DÉCLARATION LIMINAIRE CSA Territorial Alpes Vauscluse
DÉCLARATION LIMINAIRE
CSA Territorial
Madame la Directrice Territoriale, mesdames et messieurs les membres du CSA,
Une réforme menée à marche forcée
À l’horizon du 1er septembre 2026, le paysage de l’hébergement public à la PJJ s’apprête à vivre une transformation profonde avec la création des Unités Judiciaires à Priorité Éducative (UJPE).
Si notre organisation ne s’oppose pas par principe à une évolution du dispositif, elle dénonce fermement une réforme menée à marche forcée, sans moyens suffisants, et sans réelle vision pour le service public.
La gestion d’une unité d’hébergement est une mission complexe qui exige une énergie et une présence constante de la part des équipes de direction pour garantir la sécurité et la qualité éducative.
À ce titre, la CGT PJJ revendique la généralisation des mono-unités au niveau national, qui reste une nécessité face à l’exigence de l’hébergement.
Une rupture d’équité sur le territoire
Nous constatons aujourd’hui une rupture d’équité et de bon sens managérial sur notre territoire :
• L’UJPE de Montfavet (ex-CEF) conservera une direction dédiée pour une capacité totale de 13 places (10 en collectif et 3 en diffus).
• Parallèlement, l’UJPE Les Provençales devra gérer 18 places (10 en collectif et 8 en hébergement diversifié) tout en restant rattachée à l’EPEI d’Avignon.
Cela place sous la responsabilité d’un seul directeur cette unité ainsi que l’UEAJ Sud-Vaucluse.
Cette surcharge des directions multisites est intenable.
Seul le modèle de la mono-unité permet de répondre à l’intensité de la prise en charge demandée en UJPE.
Des effectifs rendus invisibles
Nous exprimons une vive inquiétude face à l’évolution du cahier des charges national qui ne mentionne plus de nombre d’agents minimum, mais uniquement des « pôles ».
Ce glissement sémantique est extrêmement dangereux : il permet à l’administration de masquer une volonté d’économies d’échelle au détriment de la présence éducative réelle.
L’administration semble privilégier la réduction des coûts plutôt que la qualité de la prise en charge des jeunes et la préservation des conditions de travail des agents.
Nous alertons également sur la suppression des postes de Responsables d’Unités Éducatives (RUE) au sein des Centres Éducatifs Fermés (CEF) en transformation.
Au niveau national, ce sont 95 postes qui sont supprimés, incluant des personnels éducatifs, de maintenance.
Supprimer des postes d’encadrement de proximité dans des structures aussi sensibles que les futurs UJPE est un non-sens sécuritaire et pédagogique.
Un calendrier imposé sans réelle concertation
Nous dénonçons un calendrier politique extrêmement resserré qui réduit le dialogue social à une simple formalité procédurale.
Les orientations sont déjà actées nationalement, comme en témoigne la publication de la « Nomenclature des services » dès le 10 mars dernier.

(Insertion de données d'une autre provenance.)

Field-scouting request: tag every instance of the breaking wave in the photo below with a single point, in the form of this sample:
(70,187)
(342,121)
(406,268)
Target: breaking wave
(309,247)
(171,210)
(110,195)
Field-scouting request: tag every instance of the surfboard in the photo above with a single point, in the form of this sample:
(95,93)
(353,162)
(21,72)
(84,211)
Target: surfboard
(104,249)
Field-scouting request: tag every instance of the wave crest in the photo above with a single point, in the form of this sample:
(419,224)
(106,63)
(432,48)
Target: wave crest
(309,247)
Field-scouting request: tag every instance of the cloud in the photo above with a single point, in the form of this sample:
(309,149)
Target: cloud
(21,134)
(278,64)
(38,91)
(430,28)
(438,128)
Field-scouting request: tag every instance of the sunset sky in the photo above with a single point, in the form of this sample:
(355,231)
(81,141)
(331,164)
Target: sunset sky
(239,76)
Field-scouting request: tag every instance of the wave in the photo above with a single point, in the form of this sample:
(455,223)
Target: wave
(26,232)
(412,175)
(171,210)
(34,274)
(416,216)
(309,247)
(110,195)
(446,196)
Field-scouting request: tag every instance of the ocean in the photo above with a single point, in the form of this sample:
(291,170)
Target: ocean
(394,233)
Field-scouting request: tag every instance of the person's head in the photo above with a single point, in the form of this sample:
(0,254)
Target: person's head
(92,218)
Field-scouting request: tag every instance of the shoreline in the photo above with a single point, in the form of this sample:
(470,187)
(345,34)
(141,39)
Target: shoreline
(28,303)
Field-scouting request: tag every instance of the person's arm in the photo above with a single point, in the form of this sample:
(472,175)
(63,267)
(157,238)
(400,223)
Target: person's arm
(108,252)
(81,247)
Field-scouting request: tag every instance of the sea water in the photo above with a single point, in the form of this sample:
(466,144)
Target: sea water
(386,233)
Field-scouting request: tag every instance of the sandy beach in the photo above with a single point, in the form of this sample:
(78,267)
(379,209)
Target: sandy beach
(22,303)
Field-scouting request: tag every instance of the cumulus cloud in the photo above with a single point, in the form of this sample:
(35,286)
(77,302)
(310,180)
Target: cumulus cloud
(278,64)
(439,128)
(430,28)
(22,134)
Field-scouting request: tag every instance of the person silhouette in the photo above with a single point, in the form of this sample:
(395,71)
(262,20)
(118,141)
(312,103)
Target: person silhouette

Dans notre territoire, les professionnels doivent élaborer des projets complexes dans des délais « éclairs », sans consignes claires et sans véritable concertation des agents de terrain.
Des moyens toujours absents
L’affichage politique ne peut masquer la réalité : cette transformation se fait à moyens constants.
• Santé : Si l’arrivée d’un ETP infirmier est annoncée, nous savons qu’aucun plan de recrutement crédible n’existe pour pallier la tension sur ces métiers.
• Insertion : Les postes de professeurs techniques ne seront effectifs qu’en 2028, bien après l’entrée en vigueur de la réforme.
• Immobilier : Les adaptations nécessaires pour la mixité (aux Provençales) ou la sécurisation (à Montfavet) posent des questions majeures qui ne sont pas anticipées au regard du calendrier imposé.
Conclusion
En fragilisant le secteur public par un manque de moyens, un flou sur les effectifs et une organisation administrative incohérente, l’administration ouvre la voie à un recours croissant au secteur privé (SAH).
La CGT PJJ réaffirme son opposition à ce calendrier et exige un report de la réforme tant que les garanties humaines, managériales, matérielles et statutaires ne seront pas réunies pour assurer la sécurité des agents et la qualité de la prise en charge des mineurs.